Ähm ich glaube rackcity will keinen neuen Kühler, sondern nur neue Lüfter für den h80i 

ich denke für den h80i kannst du sowas hier nehmen:
http://www.cyberport.de/?DEEP=2D01-276&APID=14

zu deiner Frage:
Warum willst du die über die Lüftersteuerung regeln? Kannst doch Corsair Link benutzen.


----------



## Icedaft (30. Oktober 2013)

*AW: Lüfter für h80i radiator + 200mm lüfter*

Das weiß ich wohl, nur bekommt er mit der Luftkühlung das gleiche Ergebnis deutlich leiser hin.

Diese "Möchtegern-Wasserkühlungen" sind auf einen hohen Luftdurchsatz angewiesen um ihren Vorteil (höhere Kühlleistung) Ausspielen zu können. 

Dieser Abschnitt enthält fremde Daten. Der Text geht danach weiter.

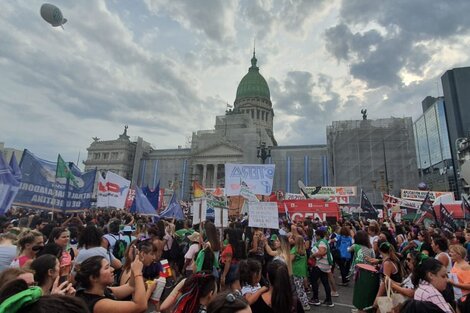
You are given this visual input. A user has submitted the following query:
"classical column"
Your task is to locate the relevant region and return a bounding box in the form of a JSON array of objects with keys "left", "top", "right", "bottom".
[
  {"left": 202, "top": 164, "right": 207, "bottom": 187},
  {"left": 213, "top": 164, "right": 219, "bottom": 188}
]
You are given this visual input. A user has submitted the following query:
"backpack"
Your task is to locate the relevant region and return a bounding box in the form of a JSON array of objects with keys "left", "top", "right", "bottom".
[
  {"left": 162, "top": 238, "right": 184, "bottom": 261},
  {"left": 109, "top": 234, "right": 127, "bottom": 261},
  {"left": 336, "top": 236, "right": 352, "bottom": 260},
  {"left": 315, "top": 239, "right": 334, "bottom": 265}
]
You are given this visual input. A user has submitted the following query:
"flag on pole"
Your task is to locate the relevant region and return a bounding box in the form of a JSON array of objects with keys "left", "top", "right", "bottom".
[
  {"left": 418, "top": 192, "right": 440, "bottom": 227},
  {"left": 160, "top": 193, "right": 184, "bottom": 220},
  {"left": 0, "top": 153, "right": 20, "bottom": 215},
  {"left": 55, "top": 154, "right": 78, "bottom": 188},
  {"left": 240, "top": 181, "right": 259, "bottom": 202},
  {"left": 440, "top": 203, "right": 459, "bottom": 232},
  {"left": 462, "top": 197, "right": 470, "bottom": 219},
  {"left": 132, "top": 186, "right": 158, "bottom": 217},
  {"left": 360, "top": 190, "right": 377, "bottom": 213},
  {"left": 284, "top": 203, "right": 292, "bottom": 223},
  {"left": 193, "top": 181, "right": 206, "bottom": 198}
]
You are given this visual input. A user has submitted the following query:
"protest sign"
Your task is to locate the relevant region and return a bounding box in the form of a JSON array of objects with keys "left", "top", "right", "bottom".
[
  {"left": 248, "top": 202, "right": 279, "bottom": 229},
  {"left": 225, "top": 163, "right": 275, "bottom": 196}
]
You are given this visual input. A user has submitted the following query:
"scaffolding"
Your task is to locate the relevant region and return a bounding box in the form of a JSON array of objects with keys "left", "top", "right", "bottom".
[{"left": 327, "top": 117, "right": 418, "bottom": 205}]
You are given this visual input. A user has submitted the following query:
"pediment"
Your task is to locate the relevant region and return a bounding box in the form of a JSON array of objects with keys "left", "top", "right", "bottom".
[{"left": 193, "top": 142, "right": 243, "bottom": 157}]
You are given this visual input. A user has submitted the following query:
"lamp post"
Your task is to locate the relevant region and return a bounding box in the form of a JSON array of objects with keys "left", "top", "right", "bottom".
[{"left": 256, "top": 142, "right": 272, "bottom": 164}]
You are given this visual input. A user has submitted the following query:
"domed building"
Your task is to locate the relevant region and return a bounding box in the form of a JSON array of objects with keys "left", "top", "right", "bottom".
[{"left": 85, "top": 51, "right": 328, "bottom": 200}]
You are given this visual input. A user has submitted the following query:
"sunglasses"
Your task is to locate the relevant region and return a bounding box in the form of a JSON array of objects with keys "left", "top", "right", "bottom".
[{"left": 225, "top": 291, "right": 242, "bottom": 303}]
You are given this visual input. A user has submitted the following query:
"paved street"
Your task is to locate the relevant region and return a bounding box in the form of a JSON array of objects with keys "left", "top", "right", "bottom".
[{"left": 307, "top": 269, "right": 354, "bottom": 313}]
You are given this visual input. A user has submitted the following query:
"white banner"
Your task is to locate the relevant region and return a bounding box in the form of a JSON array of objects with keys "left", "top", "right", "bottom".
[
  {"left": 305, "top": 186, "right": 357, "bottom": 197},
  {"left": 248, "top": 202, "right": 279, "bottom": 229},
  {"left": 383, "top": 194, "right": 424, "bottom": 210},
  {"left": 225, "top": 163, "right": 275, "bottom": 196},
  {"left": 284, "top": 192, "right": 349, "bottom": 204},
  {"left": 214, "top": 208, "right": 228, "bottom": 227},
  {"left": 96, "top": 171, "right": 131, "bottom": 209},
  {"left": 401, "top": 189, "right": 455, "bottom": 202},
  {"left": 191, "top": 199, "right": 207, "bottom": 225}
]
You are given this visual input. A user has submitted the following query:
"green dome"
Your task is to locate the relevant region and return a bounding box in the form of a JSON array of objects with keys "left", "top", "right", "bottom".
[{"left": 235, "top": 53, "right": 271, "bottom": 101}]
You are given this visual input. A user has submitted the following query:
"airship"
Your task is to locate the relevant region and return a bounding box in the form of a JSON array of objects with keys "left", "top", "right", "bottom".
[{"left": 40, "top": 3, "right": 67, "bottom": 28}]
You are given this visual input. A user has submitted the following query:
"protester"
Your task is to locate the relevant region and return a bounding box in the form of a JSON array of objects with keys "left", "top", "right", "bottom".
[
  {"left": 10, "top": 229, "right": 44, "bottom": 267},
  {"left": 336, "top": 226, "right": 352, "bottom": 286},
  {"left": 31, "top": 254, "right": 75, "bottom": 295},
  {"left": 75, "top": 225, "right": 121, "bottom": 269},
  {"left": 449, "top": 245, "right": 470, "bottom": 312},
  {"left": 251, "top": 261, "right": 304, "bottom": 313},
  {"left": 310, "top": 229, "right": 334, "bottom": 307},
  {"left": 290, "top": 235, "right": 310, "bottom": 311},
  {"left": 207, "top": 291, "right": 252, "bottom": 313},
  {"left": 220, "top": 228, "right": 244, "bottom": 289},
  {"left": 239, "top": 259, "right": 268, "bottom": 305},
  {"left": 75, "top": 256, "right": 155, "bottom": 313},
  {"left": 184, "top": 232, "right": 201, "bottom": 277},
  {"left": 49, "top": 227, "right": 78, "bottom": 277},
  {"left": 412, "top": 258, "right": 453, "bottom": 313},
  {"left": 0, "top": 233, "right": 16, "bottom": 272},
  {"left": 173, "top": 273, "right": 217, "bottom": 313}
]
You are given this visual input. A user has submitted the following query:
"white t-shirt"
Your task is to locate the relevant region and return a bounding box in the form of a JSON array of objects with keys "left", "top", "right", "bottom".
[
  {"left": 184, "top": 243, "right": 199, "bottom": 271},
  {"left": 242, "top": 283, "right": 261, "bottom": 296}
]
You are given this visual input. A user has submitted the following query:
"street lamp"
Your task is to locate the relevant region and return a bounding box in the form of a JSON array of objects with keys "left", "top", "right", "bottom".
[{"left": 256, "top": 142, "right": 272, "bottom": 164}]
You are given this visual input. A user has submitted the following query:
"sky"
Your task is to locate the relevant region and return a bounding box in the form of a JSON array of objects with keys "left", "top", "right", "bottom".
[{"left": 0, "top": 0, "right": 470, "bottom": 165}]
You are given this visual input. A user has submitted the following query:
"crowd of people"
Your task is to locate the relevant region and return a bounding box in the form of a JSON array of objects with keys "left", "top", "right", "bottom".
[{"left": 0, "top": 210, "right": 470, "bottom": 313}]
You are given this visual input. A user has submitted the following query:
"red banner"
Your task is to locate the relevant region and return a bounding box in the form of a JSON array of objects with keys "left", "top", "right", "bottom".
[{"left": 277, "top": 199, "right": 340, "bottom": 221}]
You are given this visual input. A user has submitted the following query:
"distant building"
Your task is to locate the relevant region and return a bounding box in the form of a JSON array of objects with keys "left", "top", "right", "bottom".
[
  {"left": 441, "top": 67, "right": 470, "bottom": 194},
  {"left": 84, "top": 53, "right": 328, "bottom": 200},
  {"left": 0, "top": 142, "right": 23, "bottom": 163},
  {"left": 326, "top": 117, "right": 418, "bottom": 205},
  {"left": 83, "top": 126, "right": 152, "bottom": 194},
  {"left": 414, "top": 97, "right": 457, "bottom": 192}
]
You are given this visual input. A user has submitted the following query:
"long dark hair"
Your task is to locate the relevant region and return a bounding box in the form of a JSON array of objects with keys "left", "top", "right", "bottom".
[
  {"left": 411, "top": 254, "right": 444, "bottom": 288},
  {"left": 78, "top": 225, "right": 103, "bottom": 249},
  {"left": 31, "top": 254, "right": 59, "bottom": 286},
  {"left": 354, "top": 230, "right": 372, "bottom": 248},
  {"left": 75, "top": 255, "right": 104, "bottom": 289},
  {"left": 267, "top": 261, "right": 294, "bottom": 313},
  {"left": 204, "top": 221, "right": 220, "bottom": 251},
  {"left": 207, "top": 290, "right": 249, "bottom": 313},
  {"left": 174, "top": 273, "right": 217, "bottom": 313},
  {"left": 227, "top": 228, "right": 246, "bottom": 260}
]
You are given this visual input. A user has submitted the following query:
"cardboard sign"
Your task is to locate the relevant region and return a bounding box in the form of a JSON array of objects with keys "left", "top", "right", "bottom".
[{"left": 248, "top": 202, "right": 279, "bottom": 229}]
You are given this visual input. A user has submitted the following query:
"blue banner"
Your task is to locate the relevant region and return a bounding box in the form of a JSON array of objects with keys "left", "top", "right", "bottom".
[
  {"left": 0, "top": 153, "right": 21, "bottom": 215},
  {"left": 13, "top": 150, "right": 96, "bottom": 212}
]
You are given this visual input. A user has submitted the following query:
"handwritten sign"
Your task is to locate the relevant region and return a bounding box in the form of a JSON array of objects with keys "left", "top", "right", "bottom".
[
  {"left": 225, "top": 163, "right": 275, "bottom": 196},
  {"left": 248, "top": 202, "right": 279, "bottom": 229}
]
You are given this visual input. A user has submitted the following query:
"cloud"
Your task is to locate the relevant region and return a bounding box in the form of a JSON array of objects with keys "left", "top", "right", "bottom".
[
  {"left": 324, "top": 0, "right": 470, "bottom": 88},
  {"left": 145, "top": 0, "right": 237, "bottom": 43}
]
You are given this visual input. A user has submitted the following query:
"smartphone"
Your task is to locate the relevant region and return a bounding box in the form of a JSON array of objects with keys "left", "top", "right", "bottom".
[{"left": 59, "top": 276, "right": 67, "bottom": 285}]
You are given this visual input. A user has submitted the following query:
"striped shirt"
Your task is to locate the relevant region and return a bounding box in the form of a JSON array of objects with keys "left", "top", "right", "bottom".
[{"left": 414, "top": 280, "right": 453, "bottom": 313}]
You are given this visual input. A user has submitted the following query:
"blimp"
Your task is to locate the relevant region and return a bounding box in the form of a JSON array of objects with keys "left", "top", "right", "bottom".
[{"left": 41, "top": 3, "right": 67, "bottom": 28}]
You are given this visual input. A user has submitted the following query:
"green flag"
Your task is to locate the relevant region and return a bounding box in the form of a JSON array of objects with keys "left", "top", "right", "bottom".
[{"left": 55, "top": 154, "right": 78, "bottom": 187}]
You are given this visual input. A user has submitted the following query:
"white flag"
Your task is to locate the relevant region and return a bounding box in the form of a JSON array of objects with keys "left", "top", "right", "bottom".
[{"left": 96, "top": 171, "right": 131, "bottom": 209}]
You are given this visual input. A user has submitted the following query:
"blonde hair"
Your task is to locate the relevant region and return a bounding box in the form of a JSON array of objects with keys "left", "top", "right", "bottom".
[
  {"left": 449, "top": 245, "right": 467, "bottom": 260},
  {"left": 18, "top": 229, "right": 43, "bottom": 253},
  {"left": 295, "top": 235, "right": 306, "bottom": 255}
]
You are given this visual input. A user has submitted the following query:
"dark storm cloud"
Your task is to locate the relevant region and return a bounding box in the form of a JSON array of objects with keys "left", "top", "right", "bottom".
[
  {"left": 145, "top": 0, "right": 235, "bottom": 43},
  {"left": 325, "top": 0, "right": 470, "bottom": 88},
  {"left": 269, "top": 71, "right": 344, "bottom": 144}
]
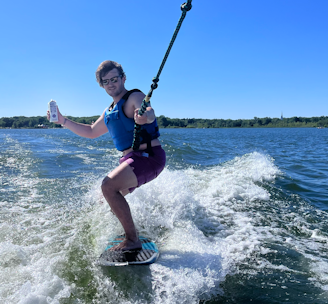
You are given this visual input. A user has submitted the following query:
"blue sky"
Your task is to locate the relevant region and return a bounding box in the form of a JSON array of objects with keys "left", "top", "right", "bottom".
[{"left": 0, "top": 0, "right": 328, "bottom": 119}]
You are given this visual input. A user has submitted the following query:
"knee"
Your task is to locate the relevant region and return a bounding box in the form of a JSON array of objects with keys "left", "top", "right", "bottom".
[{"left": 101, "top": 176, "right": 112, "bottom": 193}]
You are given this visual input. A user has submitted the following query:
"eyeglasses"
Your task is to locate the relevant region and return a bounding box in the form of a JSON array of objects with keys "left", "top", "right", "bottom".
[{"left": 102, "top": 74, "right": 123, "bottom": 85}]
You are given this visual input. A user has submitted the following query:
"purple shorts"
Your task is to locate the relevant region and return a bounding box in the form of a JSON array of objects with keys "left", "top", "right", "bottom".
[{"left": 120, "top": 146, "right": 166, "bottom": 193}]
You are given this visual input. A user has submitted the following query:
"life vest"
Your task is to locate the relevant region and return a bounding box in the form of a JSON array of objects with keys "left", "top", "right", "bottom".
[{"left": 104, "top": 89, "right": 160, "bottom": 151}]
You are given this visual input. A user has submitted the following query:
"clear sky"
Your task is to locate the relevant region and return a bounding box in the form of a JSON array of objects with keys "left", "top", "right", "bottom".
[{"left": 0, "top": 0, "right": 328, "bottom": 119}]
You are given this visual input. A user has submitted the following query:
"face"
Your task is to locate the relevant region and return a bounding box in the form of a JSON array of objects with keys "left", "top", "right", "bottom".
[{"left": 101, "top": 69, "right": 125, "bottom": 97}]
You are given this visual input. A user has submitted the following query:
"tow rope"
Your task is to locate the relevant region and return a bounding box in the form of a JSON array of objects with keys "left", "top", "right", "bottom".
[{"left": 132, "top": 0, "right": 192, "bottom": 151}]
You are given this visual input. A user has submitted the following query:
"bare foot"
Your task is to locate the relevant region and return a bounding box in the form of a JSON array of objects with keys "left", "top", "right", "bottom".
[{"left": 109, "top": 239, "right": 142, "bottom": 251}]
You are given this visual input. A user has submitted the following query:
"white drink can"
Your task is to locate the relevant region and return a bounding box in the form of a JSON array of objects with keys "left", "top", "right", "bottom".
[{"left": 48, "top": 99, "right": 58, "bottom": 122}]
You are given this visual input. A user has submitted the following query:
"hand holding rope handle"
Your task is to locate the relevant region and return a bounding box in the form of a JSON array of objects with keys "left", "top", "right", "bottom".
[{"left": 132, "top": 0, "right": 192, "bottom": 151}]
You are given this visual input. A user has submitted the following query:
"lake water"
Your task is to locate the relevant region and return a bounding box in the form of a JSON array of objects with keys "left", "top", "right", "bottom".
[{"left": 0, "top": 129, "right": 328, "bottom": 304}]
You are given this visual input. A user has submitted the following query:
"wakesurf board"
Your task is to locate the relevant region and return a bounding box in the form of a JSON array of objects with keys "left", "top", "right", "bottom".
[{"left": 98, "top": 235, "right": 159, "bottom": 266}]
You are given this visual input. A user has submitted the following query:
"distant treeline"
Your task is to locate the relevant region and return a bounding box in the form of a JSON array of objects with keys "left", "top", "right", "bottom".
[{"left": 0, "top": 115, "right": 328, "bottom": 129}]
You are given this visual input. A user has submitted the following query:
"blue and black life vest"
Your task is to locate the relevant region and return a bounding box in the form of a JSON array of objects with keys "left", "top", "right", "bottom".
[{"left": 104, "top": 89, "right": 160, "bottom": 152}]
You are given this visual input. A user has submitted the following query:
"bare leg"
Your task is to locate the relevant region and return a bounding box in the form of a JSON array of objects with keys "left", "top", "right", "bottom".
[{"left": 101, "top": 163, "right": 141, "bottom": 250}]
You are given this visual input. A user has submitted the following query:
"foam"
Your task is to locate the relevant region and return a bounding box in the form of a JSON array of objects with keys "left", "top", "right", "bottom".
[{"left": 0, "top": 138, "right": 328, "bottom": 304}]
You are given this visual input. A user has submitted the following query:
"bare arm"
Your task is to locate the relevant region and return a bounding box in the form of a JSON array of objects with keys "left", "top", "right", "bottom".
[{"left": 47, "top": 108, "right": 108, "bottom": 138}]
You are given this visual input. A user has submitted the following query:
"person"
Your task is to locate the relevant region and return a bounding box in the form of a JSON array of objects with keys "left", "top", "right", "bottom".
[{"left": 47, "top": 60, "right": 166, "bottom": 251}]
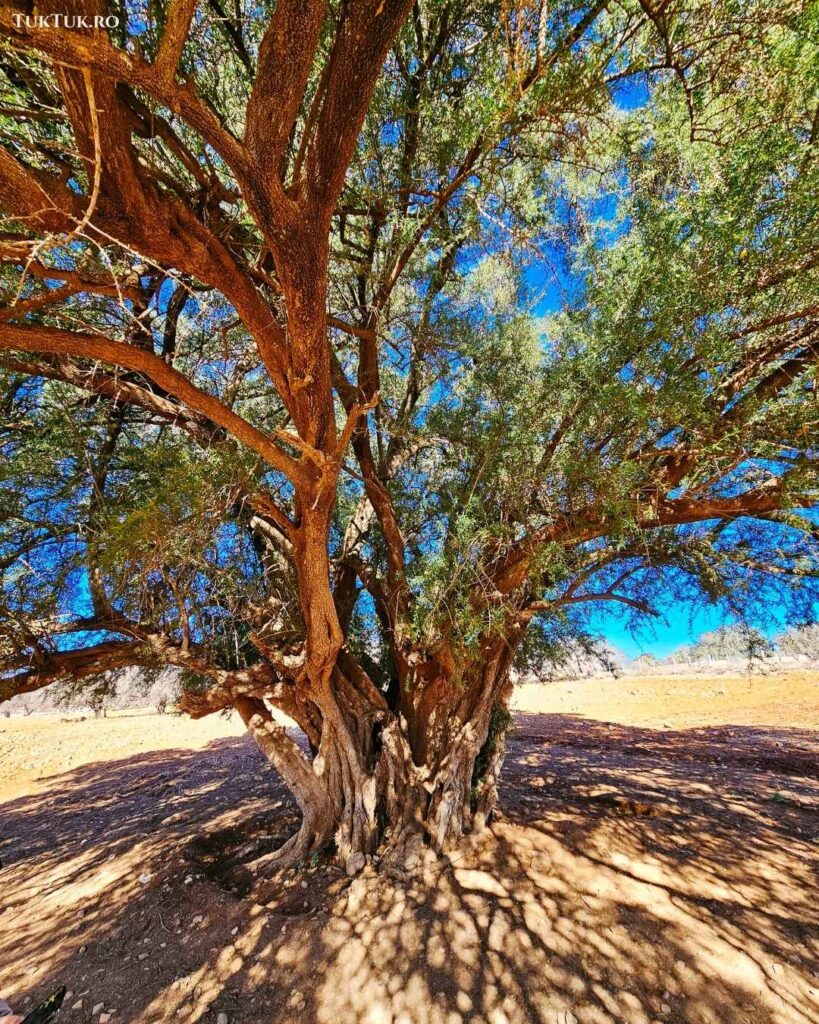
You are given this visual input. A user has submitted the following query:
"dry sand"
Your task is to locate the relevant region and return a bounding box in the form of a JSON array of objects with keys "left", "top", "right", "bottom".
[{"left": 0, "top": 673, "right": 819, "bottom": 1024}]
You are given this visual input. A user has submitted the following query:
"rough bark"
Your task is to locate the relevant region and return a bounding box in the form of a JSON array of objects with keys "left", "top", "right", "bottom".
[{"left": 236, "top": 641, "right": 514, "bottom": 874}]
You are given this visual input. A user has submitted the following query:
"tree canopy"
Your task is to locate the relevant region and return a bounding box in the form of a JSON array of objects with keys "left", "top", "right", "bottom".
[{"left": 0, "top": 0, "right": 819, "bottom": 856}]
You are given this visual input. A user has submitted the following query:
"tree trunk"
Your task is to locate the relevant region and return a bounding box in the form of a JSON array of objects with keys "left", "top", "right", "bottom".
[{"left": 236, "top": 644, "right": 513, "bottom": 874}]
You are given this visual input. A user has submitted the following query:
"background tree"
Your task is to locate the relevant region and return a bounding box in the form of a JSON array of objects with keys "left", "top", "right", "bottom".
[{"left": 0, "top": 0, "right": 819, "bottom": 871}]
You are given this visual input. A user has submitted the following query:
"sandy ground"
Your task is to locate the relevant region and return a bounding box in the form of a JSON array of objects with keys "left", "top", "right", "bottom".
[{"left": 0, "top": 673, "right": 819, "bottom": 1024}]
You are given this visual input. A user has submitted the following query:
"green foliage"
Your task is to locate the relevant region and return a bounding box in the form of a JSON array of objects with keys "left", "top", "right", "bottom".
[{"left": 0, "top": 0, "right": 819, "bottom": 700}]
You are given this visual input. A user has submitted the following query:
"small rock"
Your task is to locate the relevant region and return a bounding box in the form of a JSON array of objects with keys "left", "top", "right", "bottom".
[
  {"left": 344, "top": 853, "right": 367, "bottom": 878},
  {"left": 288, "top": 988, "right": 307, "bottom": 1010}
]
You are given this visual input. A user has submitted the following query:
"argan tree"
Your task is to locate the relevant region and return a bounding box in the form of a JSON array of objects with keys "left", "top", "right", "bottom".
[{"left": 0, "top": 0, "right": 819, "bottom": 872}]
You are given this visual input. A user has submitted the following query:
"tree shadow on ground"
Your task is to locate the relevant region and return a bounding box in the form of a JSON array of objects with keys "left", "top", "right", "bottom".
[{"left": 0, "top": 715, "right": 819, "bottom": 1024}]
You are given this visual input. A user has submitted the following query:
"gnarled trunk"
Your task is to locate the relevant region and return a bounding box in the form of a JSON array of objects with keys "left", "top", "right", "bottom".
[{"left": 236, "top": 643, "right": 513, "bottom": 874}]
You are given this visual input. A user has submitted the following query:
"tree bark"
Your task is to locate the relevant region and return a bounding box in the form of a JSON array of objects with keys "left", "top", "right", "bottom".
[{"left": 236, "top": 641, "right": 514, "bottom": 874}]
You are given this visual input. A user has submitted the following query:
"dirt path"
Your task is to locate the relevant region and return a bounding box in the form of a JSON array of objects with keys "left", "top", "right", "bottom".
[{"left": 0, "top": 678, "right": 819, "bottom": 1024}]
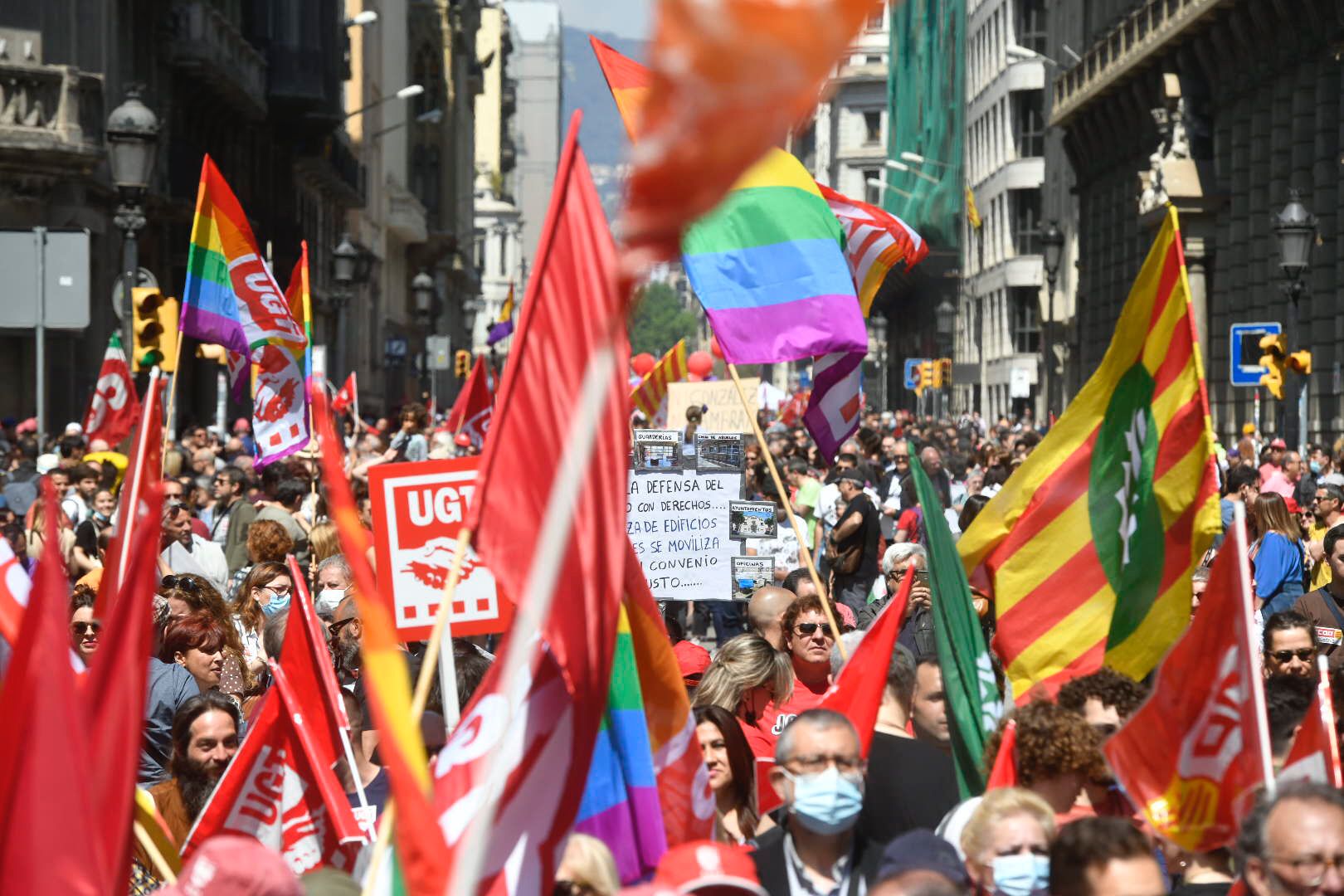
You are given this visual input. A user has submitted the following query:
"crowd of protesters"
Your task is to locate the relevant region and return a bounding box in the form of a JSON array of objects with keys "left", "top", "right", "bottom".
[{"left": 0, "top": 404, "right": 1344, "bottom": 896}]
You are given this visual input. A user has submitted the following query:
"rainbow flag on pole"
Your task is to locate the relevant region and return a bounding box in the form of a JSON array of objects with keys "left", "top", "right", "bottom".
[{"left": 957, "top": 207, "right": 1222, "bottom": 701}]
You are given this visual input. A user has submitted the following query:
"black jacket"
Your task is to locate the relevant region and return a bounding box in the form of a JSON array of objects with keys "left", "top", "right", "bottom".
[{"left": 752, "top": 820, "right": 882, "bottom": 896}]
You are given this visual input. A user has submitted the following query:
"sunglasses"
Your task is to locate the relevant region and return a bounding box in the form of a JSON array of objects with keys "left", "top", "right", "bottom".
[
  {"left": 158, "top": 575, "right": 200, "bottom": 594},
  {"left": 1270, "top": 647, "right": 1316, "bottom": 662},
  {"left": 794, "top": 622, "right": 836, "bottom": 640}
]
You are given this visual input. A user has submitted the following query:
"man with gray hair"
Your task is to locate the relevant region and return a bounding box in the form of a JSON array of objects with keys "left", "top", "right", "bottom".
[
  {"left": 752, "top": 709, "right": 882, "bottom": 896},
  {"left": 1236, "top": 779, "right": 1344, "bottom": 896}
]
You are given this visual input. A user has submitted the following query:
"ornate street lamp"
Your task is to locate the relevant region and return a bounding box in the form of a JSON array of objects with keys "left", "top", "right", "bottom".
[
  {"left": 1274, "top": 189, "right": 1316, "bottom": 451},
  {"left": 106, "top": 85, "right": 158, "bottom": 349}
]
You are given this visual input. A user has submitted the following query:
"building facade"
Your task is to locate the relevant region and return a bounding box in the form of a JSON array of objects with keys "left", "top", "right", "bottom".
[
  {"left": 957, "top": 0, "right": 1049, "bottom": 419},
  {"left": 1047, "top": 0, "right": 1344, "bottom": 443}
]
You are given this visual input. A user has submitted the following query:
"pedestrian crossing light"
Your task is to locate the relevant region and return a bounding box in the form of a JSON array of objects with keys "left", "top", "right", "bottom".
[
  {"left": 1259, "top": 334, "right": 1290, "bottom": 401},
  {"left": 130, "top": 286, "right": 178, "bottom": 373}
]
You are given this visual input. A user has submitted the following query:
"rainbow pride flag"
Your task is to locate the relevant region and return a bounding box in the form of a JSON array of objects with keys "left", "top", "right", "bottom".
[
  {"left": 574, "top": 606, "right": 668, "bottom": 884},
  {"left": 180, "top": 156, "right": 308, "bottom": 358},
  {"left": 681, "top": 149, "right": 869, "bottom": 364}
]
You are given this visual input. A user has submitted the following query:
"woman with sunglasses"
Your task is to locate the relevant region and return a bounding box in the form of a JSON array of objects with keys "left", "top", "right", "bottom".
[
  {"left": 695, "top": 707, "right": 774, "bottom": 845},
  {"left": 234, "top": 560, "right": 295, "bottom": 675},
  {"left": 70, "top": 586, "right": 102, "bottom": 666}
]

Nimmst Du dagegen einen langsameren Lüfter mit weniger Durchsatz verspielst Du diesen Vorteil und kannst Dich im Gegenzug mit den dann hörbar werdenden Pumpengeräuschen auseinandersetzen. Kompakt- Waküs sind genau wie SS-HDs nichts halbes und nichts ganzes und werden idR nur von Anfängern erworben die noch keine Erfahrung haben in dem Bereich.

In der Summe aus Lautheit und Kühlleistung sind hochwertige Luftkühler den Kompakt-Waküs noch bei weitem überlegen. Kauft er sich jetzt zwei Lüfter, die sowohl den Durchsatz als auch eine halbwegs tolerable Lautstärkeentwicklung mit sich bringen, ist er preislich schon bei 2/3 des Preises eines guten Luftkühlers angelangt der beides beherrscht.


----------